Este dato demuestra que el mercado sigue ajustando a la baja sus expectativas para el dólar. La proyección para fin de año indica una suba anual esperada de 14,5%, bastante por debajo de la inflación prevista para 2026, que se sitúa en 30,5%.

¿Qué espera el mercado para el dólar en lo que queda del año?

En cuanto al recorrido del dólar, el REM presenta un camino moderado, aunque no lineal. Los especialistas anticipan un dólar de $1.422 en junio, que irá creciendo hasta $1.658 en diciembre. El detalle mensual sería el siguiente: $1.447 en julio, $1.476 en agosto, $1.516 en septiembre, $1.553 en octubre, y $1.597 en noviembre.

El patrón sugiere que hay una esperanza de un reajuste más pronunciado en la segunda mitad del año. La suba mensual implícita tendría un crecimiento hasta septiembre, moderándose después. Para julio se espera un incremento del 1,8%, en agosto del 2%, y así sucesivamente, con un crecimiento del 3,8% en diciembre.

Dólar e inflación: el tipo de cambio seguiría corriendo por detrás en el acumulado anual

Comparar los valores del dólar con las expectativas de inflación es crucial. Mientras el dólar oficial proyecta una variación interanual de 14,5%, la inflación en 2026 se mantiene en 30,5%. Esto indica que el mercado prevé una apreciación cambiaria real, lo que significa que el dólar aumentará mucho menos que los precios, funcionando como un ancla en el proceso de desinflación.

Para mayo, los participantes del REM anticiparon una inflación mensual de 2,3%, casi sin cambios en comparación con la medición anterior. Por meses, se espera 2,1% en junio, 2% en julio, 1,8% en agosto, 1,9% en septiembre, y así sucesivamente, con ligeras variaciones.

A corto plazo, el dólar podría seguir en línea o por debajo de la inflación. Sin embargo, a partir de agosto, se estima que esta relación se empiece a invertir, con una proyección de suba del 2,7% en septiembre frente a un IPC esperado de 1,9%.

Cómo cambiaron las expectativas frente al REM anterior

El último relevamiento muestra una diferencia significativa entre las expectativas cambiarias y las inflacionarias.

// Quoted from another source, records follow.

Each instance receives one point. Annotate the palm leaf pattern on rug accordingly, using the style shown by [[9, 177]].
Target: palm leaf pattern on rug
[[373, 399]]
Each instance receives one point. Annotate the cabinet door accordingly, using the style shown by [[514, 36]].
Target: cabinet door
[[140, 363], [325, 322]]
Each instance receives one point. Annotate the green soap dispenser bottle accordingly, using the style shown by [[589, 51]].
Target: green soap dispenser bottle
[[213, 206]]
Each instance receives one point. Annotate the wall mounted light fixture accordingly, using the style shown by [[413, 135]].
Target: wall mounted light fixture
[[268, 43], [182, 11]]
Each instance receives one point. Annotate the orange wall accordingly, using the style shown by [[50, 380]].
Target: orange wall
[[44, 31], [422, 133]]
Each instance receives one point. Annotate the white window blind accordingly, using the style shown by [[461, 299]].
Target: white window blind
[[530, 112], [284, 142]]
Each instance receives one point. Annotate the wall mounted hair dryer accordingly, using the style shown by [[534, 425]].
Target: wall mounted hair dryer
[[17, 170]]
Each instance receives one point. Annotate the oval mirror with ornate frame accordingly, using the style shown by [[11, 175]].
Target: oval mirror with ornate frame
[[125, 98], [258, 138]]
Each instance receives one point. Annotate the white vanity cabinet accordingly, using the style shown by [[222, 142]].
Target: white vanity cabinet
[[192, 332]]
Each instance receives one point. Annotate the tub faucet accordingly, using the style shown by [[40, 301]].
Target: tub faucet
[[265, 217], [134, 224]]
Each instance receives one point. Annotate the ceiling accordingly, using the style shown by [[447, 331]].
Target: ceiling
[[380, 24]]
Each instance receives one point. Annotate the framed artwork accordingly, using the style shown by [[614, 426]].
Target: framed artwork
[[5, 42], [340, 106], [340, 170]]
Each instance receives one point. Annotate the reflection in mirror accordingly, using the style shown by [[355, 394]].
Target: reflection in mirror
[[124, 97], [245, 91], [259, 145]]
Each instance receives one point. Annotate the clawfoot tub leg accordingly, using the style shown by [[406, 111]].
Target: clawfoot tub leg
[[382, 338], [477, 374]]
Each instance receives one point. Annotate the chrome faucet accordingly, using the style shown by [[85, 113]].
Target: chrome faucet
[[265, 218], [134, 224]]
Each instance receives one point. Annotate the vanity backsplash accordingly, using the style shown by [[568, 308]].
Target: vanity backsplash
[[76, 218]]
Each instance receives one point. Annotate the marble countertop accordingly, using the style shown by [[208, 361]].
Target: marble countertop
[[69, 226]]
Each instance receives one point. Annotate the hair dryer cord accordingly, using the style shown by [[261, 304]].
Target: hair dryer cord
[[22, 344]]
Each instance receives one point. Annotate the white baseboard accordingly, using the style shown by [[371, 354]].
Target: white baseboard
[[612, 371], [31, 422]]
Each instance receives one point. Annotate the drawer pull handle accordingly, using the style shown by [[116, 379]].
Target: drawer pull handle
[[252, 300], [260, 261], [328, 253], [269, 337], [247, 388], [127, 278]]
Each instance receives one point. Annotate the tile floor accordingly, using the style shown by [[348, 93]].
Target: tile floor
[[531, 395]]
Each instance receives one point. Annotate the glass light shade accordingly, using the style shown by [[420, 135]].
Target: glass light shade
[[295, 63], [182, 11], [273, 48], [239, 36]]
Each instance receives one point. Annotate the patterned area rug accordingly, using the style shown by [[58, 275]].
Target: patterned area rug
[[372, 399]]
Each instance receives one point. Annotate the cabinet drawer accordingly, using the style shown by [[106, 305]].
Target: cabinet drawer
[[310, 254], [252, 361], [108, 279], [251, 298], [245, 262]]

Mientras que las previsiones del dólar se corrigieron a la baja en casi todos los plazos, los pronósticos de inflación permanecieron estables en el corto plazo.

En resumen, la estimación del dólar para junio bajó $15, para julio $12,8, y así en adelante, hasta llegar a $17,9 para diciembre.

En cambio, las proyecciones de inflación siguen prácticamente igual. Se mantuvieron en 2,3% para mayo, 2,1% para junio, y así sucesivamente, con una leve disminución de la expectativa anual de inflación, que pasó de 24,1% a 23,3%.

Esto resulta en una señal clara: el mercado no está revisando significativamente su escenario inflacionario, pero sí espera un dólar más bajo que hace un mes. Esta combinación apoya la idea de que el tipo de cambio oficial seguirá funcionando como un ancla nominal, con una corrección más rápida hacia el final del año.